In designing the new Camaro, Chevrolet made sure to draw attention to the openings of the wheel arch. Specifically, the relationship between the bottom of the fender and the top section of the tire is constant no matter what the model is. This is true whether the new Camaro is fitted with the standard 18-inch wheels or even the 19-inch wheels and the 20-inch versions, with the latter two being offered as an option.

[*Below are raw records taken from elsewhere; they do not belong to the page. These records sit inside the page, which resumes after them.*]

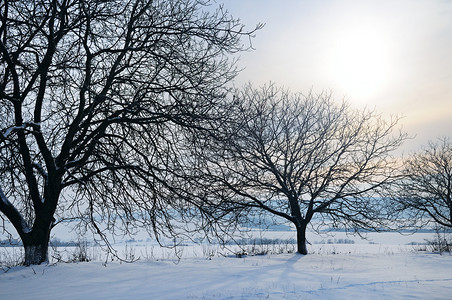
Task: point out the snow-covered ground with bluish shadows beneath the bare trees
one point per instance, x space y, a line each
383 269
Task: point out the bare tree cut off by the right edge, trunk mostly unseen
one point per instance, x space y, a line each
425 192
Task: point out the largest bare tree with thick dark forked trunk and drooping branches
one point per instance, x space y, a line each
94 99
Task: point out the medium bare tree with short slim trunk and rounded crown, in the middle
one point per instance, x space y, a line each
304 158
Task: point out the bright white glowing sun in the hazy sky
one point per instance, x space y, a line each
360 63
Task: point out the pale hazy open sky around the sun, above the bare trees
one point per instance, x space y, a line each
394 56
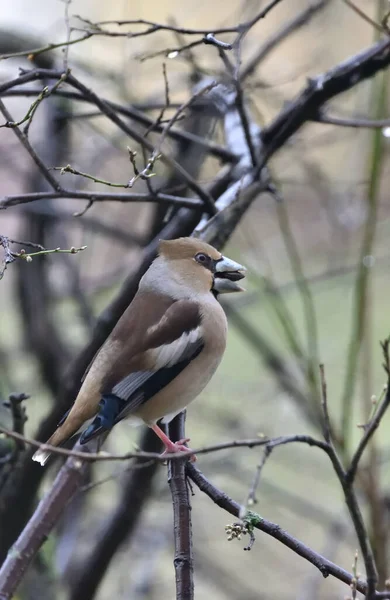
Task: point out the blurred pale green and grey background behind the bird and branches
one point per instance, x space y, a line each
316 292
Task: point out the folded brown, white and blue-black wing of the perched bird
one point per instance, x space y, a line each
167 347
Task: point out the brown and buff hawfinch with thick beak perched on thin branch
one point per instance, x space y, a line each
163 350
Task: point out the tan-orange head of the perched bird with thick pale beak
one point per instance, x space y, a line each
200 266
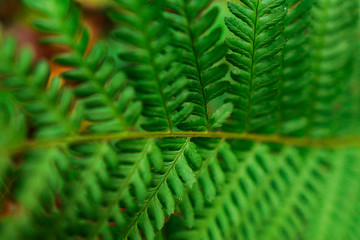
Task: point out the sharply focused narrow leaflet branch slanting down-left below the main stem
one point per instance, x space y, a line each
179 174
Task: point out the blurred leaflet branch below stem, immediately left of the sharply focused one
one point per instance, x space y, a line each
127 163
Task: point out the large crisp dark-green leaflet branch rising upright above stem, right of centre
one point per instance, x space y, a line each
256 56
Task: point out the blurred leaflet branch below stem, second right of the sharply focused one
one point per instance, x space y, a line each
212 212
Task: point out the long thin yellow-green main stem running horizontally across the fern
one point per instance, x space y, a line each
350 141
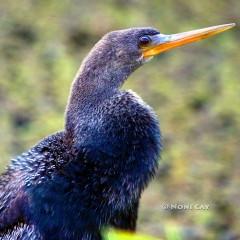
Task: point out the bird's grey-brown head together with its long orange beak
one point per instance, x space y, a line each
136 45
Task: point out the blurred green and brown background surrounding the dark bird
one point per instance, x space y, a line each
195 91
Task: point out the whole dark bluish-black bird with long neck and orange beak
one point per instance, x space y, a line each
91 174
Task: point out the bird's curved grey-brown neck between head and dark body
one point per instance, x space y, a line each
99 77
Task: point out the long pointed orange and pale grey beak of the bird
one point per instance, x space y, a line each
161 42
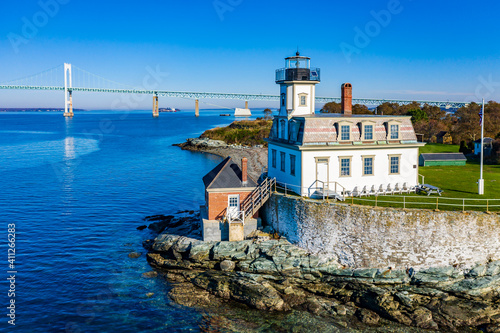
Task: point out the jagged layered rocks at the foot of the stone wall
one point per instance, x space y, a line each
276 276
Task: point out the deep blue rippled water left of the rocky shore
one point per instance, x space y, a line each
76 190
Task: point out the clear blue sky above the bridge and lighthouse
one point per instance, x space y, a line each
389 49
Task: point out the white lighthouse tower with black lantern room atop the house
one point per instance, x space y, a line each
297 86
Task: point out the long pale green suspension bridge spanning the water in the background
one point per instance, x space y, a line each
69 79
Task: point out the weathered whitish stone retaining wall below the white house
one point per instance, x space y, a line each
369 237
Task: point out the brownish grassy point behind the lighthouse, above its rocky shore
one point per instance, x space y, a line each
243 132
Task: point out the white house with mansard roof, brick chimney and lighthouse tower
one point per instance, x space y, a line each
317 154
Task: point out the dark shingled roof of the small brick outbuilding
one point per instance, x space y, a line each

In addition, all of the models will have the “V” design motif on the nose. There is of course the power dome, measuring 2.5 in. (63.5 mm), which brings to mind the high-performance Camaro range. For the SS models in particular, lower air intake is now larger with a simulated air intake being placed on the front fascia’s upper portion. Looking at the 2010 Chevrolet Camaro, the design is clearly almost the same as that of the first generation. This is a way for the brand to honor the first models that were manufactured beginning in 1967 and all the way to 1969.
The dimensions of this two-door sports coupe are the same as those of the classic version with a length of 190.4 in. (4,836 mm), width of 75.5 in. (1,918 mm), and height of 54.2 in. (1,376 mm).
These are then placed on top of the wheelbase measuring 112.3 in. (2,852 mm). Further, both the short deck and the long hood have been positioned to the fender forms’ far corners. Looking at the windshield, it can be seen that it has a 67-degree rake. With these two features combined, aerodynamic drag is improved with coefficient of drag (Cd) at 0.37 for the V6 models. Cd for the V8 SS variants is better at 0.35.
The design team took inspiration from the Corvette and installed sculpted twin cockpits on its roof, giving it that unique Chevrolet presence. While the B-pillar may not be obvious to the naked eye especially when looked from the outside, it remains to have an appearance much like a hardtop coupe. In addition, the B-pillar has been designed to ensure that the structural rigidity of this model is enhanced.
Further, the brand made sure that quality would be present during the manufacturing phase. To make this possible, Chevrolet utilized a one-piece body stamping, resulting in the side having a cleaner look as there are no plastic appliqués, gaps, or even seams. On the quarter panel in the rear, the front part has “gills,” which is another design cue that Chevrolet has long shown.